Tüm bunlar ve daha nice soru damlasının izi var ruhumun teninde

''Bilmiyorum, bilmiyorum, bilmiyorum, bilmiyorum...'' nidası ile dolanıp duruyorum ha bire...




Ruhumun tenine değen soru damlaları

Olanca mutajenik etkisiyle içine işledi ruhumun teninin ve birtakım tesirler saldı benim içime

Ve ben, o zamana dek senelerce inşa ettiğim basamakları bir bir yıkmaya başladım elime aldığım farazi bir balyoz ile

Vurdum, kırdım, yok ettim

Ortada basamağın b'si, merdivenin m'si kalmadı

Pişman değilim.

Halihazırda yeni bir merdiven oluşturabilmiş, o yeni merdivenin parçası olacak basamakları birer birer inşa edebilmiş hatta onların tasarısını, planını dahi dört başı mamur biçimde hazırlayabilmiş değilim

Bundan sonra ne olur bilmem

Fakat yine de pişman değilim.

Zira o eski basamaklar ve o eski basamaklardan oluşturmaya niyetlendiğim o merdiven dört başı mamur biçimde oluşsaydı da

O merdivenin beni götüreceği olası yer;

Majör depresyonun eşiğinde, ''gerçek ben'' den ayrıksı ve tamamen başkalarına ait yolların içi, ta içi, yabancı topraklara sürgün olacaktı kuvvetle muhtemel...

Tabii halihazırdaki durumum da pek parlak değil esasen

Zira diyorum ya;

Merdivenim yok, o merdiveni oluşturacak sağlam tek bir basamağım yok hatta doğru düzgün bir tasarım, planım dahi yok

Bir de üstüne üstlük, devasa bir soru işaretiyim ben

Fakat en azından başkalarının yollarının içinde, ta içinde, yabancı toprakların sınırları dahilinde bulunmuyorum artık...

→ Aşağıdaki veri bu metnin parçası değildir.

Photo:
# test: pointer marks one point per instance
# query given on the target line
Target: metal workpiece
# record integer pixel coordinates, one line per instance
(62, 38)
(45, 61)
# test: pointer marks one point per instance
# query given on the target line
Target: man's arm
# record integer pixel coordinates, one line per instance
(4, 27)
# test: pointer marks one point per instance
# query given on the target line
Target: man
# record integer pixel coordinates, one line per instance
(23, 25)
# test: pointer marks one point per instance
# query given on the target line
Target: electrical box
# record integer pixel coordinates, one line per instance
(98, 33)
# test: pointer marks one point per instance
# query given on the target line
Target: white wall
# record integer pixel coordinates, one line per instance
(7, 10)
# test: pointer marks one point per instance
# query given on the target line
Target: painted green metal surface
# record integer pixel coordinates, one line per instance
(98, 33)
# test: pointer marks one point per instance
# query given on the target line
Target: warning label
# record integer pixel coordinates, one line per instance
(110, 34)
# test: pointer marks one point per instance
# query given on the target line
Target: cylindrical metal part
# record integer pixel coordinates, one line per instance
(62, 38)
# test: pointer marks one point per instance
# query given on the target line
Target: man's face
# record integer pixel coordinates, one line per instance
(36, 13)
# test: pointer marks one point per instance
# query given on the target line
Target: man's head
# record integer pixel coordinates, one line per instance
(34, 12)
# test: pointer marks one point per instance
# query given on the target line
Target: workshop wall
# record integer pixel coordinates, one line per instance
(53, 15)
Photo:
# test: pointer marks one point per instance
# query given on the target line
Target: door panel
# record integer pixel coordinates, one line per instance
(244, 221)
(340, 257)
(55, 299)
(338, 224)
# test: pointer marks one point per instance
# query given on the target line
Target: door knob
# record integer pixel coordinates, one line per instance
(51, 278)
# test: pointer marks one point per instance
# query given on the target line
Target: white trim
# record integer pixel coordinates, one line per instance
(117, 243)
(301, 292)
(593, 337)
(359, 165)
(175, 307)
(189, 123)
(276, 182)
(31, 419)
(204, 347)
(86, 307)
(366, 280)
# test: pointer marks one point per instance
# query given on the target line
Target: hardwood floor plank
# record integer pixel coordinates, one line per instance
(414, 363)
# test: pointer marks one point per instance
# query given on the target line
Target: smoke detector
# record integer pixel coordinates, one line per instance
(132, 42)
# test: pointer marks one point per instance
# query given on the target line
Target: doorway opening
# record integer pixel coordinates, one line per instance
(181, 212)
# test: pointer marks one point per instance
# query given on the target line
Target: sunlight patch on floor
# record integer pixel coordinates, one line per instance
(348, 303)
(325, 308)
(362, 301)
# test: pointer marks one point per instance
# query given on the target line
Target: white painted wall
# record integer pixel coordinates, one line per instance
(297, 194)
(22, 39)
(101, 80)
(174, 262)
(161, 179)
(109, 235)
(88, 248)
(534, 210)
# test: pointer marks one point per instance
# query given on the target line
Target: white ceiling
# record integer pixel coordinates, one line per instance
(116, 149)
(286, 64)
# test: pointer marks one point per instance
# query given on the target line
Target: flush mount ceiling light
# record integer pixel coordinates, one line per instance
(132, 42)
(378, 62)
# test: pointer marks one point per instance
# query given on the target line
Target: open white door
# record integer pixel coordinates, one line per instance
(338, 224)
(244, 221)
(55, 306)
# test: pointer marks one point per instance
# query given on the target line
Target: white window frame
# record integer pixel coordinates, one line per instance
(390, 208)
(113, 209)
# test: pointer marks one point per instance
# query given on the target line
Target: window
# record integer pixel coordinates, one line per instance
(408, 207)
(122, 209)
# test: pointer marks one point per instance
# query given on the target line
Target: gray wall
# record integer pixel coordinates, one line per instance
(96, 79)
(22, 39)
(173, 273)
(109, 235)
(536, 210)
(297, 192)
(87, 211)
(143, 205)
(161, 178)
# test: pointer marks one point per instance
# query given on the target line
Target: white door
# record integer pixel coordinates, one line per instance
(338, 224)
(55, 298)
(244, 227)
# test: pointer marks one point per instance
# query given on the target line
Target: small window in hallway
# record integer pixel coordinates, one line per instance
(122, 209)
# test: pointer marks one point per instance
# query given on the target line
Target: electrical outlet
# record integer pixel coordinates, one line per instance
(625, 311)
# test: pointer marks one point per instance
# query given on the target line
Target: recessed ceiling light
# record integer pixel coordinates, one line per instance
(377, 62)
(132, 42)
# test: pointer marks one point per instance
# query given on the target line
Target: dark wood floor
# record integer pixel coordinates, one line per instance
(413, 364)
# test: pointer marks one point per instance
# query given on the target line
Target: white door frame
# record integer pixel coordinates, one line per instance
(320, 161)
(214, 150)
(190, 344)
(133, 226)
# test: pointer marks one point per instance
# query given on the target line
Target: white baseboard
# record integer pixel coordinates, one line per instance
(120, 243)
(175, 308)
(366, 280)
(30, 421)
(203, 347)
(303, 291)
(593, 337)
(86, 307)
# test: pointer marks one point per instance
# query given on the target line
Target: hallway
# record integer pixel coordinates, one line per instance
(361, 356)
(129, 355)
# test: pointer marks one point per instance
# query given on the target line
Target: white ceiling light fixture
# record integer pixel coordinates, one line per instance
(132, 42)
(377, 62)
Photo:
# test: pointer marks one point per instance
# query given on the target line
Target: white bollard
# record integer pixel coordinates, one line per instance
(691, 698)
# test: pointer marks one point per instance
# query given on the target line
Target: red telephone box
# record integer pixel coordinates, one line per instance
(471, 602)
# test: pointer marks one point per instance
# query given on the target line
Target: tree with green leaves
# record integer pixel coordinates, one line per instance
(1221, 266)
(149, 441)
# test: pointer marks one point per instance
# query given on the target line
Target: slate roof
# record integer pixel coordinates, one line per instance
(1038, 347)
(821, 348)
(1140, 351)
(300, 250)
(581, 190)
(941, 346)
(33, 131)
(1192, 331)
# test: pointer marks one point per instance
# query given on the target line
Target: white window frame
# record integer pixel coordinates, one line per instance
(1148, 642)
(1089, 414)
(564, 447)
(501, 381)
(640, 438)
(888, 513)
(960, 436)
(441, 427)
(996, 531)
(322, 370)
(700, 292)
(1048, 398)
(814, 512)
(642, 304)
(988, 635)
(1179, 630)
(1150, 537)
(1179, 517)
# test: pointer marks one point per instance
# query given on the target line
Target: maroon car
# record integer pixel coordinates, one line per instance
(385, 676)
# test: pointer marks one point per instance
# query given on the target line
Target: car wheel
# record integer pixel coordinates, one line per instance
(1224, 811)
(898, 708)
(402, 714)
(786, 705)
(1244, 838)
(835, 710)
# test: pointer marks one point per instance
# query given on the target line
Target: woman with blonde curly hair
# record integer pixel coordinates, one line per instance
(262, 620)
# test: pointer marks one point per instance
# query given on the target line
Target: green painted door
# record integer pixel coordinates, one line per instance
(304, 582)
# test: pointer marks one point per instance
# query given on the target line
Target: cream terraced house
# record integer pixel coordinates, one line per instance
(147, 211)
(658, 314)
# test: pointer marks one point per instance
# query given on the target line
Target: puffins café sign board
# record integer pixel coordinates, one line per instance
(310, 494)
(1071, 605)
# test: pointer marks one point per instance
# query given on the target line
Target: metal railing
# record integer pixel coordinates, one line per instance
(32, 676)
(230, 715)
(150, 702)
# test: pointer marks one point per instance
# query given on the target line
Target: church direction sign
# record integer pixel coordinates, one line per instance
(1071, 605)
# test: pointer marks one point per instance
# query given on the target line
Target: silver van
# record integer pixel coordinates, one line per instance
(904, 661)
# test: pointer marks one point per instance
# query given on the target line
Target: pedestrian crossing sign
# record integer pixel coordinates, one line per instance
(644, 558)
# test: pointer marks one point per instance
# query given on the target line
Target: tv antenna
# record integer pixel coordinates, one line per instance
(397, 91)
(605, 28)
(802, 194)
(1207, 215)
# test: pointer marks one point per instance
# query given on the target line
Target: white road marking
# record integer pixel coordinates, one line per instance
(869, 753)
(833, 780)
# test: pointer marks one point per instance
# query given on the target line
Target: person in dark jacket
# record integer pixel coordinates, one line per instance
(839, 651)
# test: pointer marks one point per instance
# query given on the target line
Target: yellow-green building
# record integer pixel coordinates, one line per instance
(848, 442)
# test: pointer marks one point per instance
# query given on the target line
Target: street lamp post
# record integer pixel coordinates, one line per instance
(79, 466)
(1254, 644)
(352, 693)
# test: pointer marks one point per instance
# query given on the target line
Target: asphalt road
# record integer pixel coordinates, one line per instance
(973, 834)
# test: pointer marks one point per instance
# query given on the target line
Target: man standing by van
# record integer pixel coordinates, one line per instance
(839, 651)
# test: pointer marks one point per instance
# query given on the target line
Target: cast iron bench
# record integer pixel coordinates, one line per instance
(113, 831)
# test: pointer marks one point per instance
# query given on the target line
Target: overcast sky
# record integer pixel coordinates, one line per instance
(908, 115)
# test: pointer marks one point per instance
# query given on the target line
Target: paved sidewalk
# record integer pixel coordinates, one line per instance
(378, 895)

Yolum nedir, aşağı yukarı nasıl bir şeydir bilmiyorum

Bilmediğim için de geleceğime ilişkin hiçbir spesifik tasarı, plan yapamıyorum...

Bu denli boşluğun, belirsizliğin, bilinmezliğin içerisinde

Sırf ''olsun'' diye

Geçmişte kendime biçtiğim yolu yürümeyi artık tercih etmiyorum...

Bu denli boşluğun, belirsizliğin, bilinmezliğin içerisinde

Hayatımın şu an için akmıyor gibi görünen akışı ve kendi içsel akışım doğrultusunda ilerlemeyi seçiyorum...

Şu an için

Yalnızca sorularım var benim ve o soruların hayatımda açtığı sorunlarım...

Fakat yine de pişman değilim.

Bendeniz 162 santim boyunda, yürüyen bir soru işaretiyim...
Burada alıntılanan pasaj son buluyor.